Governor: Howard Dean (D)
FY 2000 proposed state budget: $13.4 billion
FY 2000 proposed K-12 budget: $659.44 million
FY 1999 K-12 budget: $632 million
Percentage change: +4.3 percent
Estimated enrollment: 104,800
- Vermont is in its second year of phasing in Act 60. That 1997 law changed state's school finance system by abolishing local property taxes and creating new statewide education fund. For fiscal 2000, governor is proposing additional $554,000, for total of $2.6 million, to cover costs of administering, analyzing, and reporting assessment results mandated by Act 60.
- Budget plan includes new, $600,000 allotment for reading readiness and $400,000 for early mathematics programs, to help students meet state standards.
- Governor also proposes spending additional $300,000 in state education department administrative funding earmarked for continuing implementation of Act 60.
Governor: James S. Gilmore III (R)
FY 2000 proposed state budget: $10.8 billion
FY 2000 proposed K-12 budget: $3.8 billion
FY 1999 K-12 budget: $3.5 billion
Percent change K-12 budget: +8.6 percent
Estimated enrollment: 1.1 million
- To reduce class sizes, governor proposes spending $8 million to hire 400 new teachers in fiscal 2000, first year of his biennial budget, which lawmakers recently passed.

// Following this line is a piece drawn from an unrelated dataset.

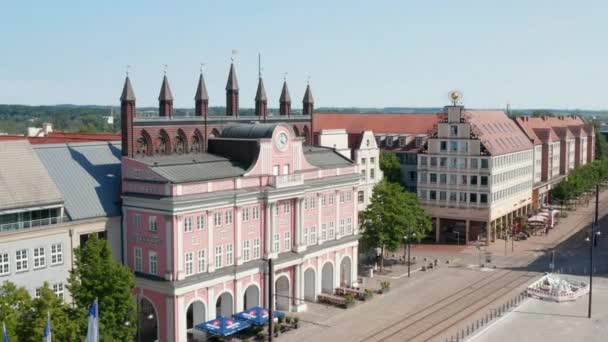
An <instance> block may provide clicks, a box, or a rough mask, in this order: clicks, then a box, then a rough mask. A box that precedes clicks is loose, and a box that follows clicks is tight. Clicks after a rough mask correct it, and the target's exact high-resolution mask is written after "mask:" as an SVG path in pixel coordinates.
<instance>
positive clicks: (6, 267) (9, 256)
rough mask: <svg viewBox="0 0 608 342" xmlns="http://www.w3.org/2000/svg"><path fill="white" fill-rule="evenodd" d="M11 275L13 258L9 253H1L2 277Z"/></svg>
mask: <svg viewBox="0 0 608 342" xmlns="http://www.w3.org/2000/svg"><path fill="white" fill-rule="evenodd" d="M9 274H11V258H10V256H9V254H8V252H3V253H0V276H5V275H9Z"/></svg>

- Mr. Gilmore also proposes setting aside $1.5 million in his fiscal 2000 budget to open five additional Best Practice Centers to help school districts analyze test data and share curriculum ideas.
- Governor's budget also proposes to dedicate all future state lottery profits--an estimated $245 million in new money over next two years--to basic aid to public schools.
- Budget plan also includes $60 million to construct and refurbish old school buildings in fiscal 2000.
Governor: Gary Locke (D)
FY 2000-01 proposedstate budget: $19.7 billion
FY 2000-01 proposedK-12 budget: $9.38 billion
FY 1998-99K-12 budget: $8.82 billion
Percent change K-12 budget: +6.4 percent
Estimated enrollment: 951,000
- Figures reflect two-year biennial budget periods, for fiscal 1998-99 and fiscal 2000-01.
- Governor's budget would provide $40 million to match new federal funds to allow hiring of up to 1,000 new classroom teachers for elementary schools.
- Budget would add $52 million to state's learning-assistance program, which attempts to ensure that low-income school districts don't lose financial incentives when their students' test scores improve. Short-term grants would also go to help low-achieving schools modify their curricula and teaching practices.
- Budget proposal would let schools that improved test scores by 25 percent in three years share in nearly $16 million in performance awards.